The child was killed after artillery fire hit a maternity ward in the city of Vilniansk, Zaporizhzhia, in the early hours of Wednesday morning.

“At night, Russian monsters launched huge rockets at the small maternity ward of the hospital in Vilniansk,” regional governor Oleksandr Starukh had said the next day.

“Grief fills our hearts,” he added. “A baby who has just appeared in the world has been killed.”

Ukrainian president Volodymyr Zelensky had also mourned the death of the infant on Thursday as he called for an emergency meeting of the UN Security Council in the aftermath of a new wave of missile strikes by Russia.

“This night – another missile attack on the Zaporizhzhia region, on the hospital – on the buildings where the maternity ward was located. Russian terrorists took the life of a baby - the child was two days old when it was killed by a Russian missile!” he said.

He also called on Ukraine’s allies to help protect the skies over the war-hit country.

“We need modern and effective air defence and missile defence systems, and I thank everyone who is already helping,” Mr Zelensky had said.

The war in Ukraine has consolidated into intense fighting in the eastern regions where the Russian forces are concentrating their offensive, although missile attacks on power plants and other key energy infrastructure mean much of Kyiv and the surrounding regions are left without electricity.
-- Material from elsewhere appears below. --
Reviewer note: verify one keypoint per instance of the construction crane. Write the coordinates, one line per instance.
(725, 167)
At least 32 people have been killed in the southern Ukrainian region of Kherson due to Russian shelling since pro-Moscow forces pulled out two weeks ago, the head of Ukraine‘s police said.

Russia calls its invasion in Ukraine a “special military operation” aimed to “de-Nazify” the former Soviet Union territory, while Kyiv has accused Moscow of more than 49,000 war crimes and crimes of aggression against civilians during the course of the war.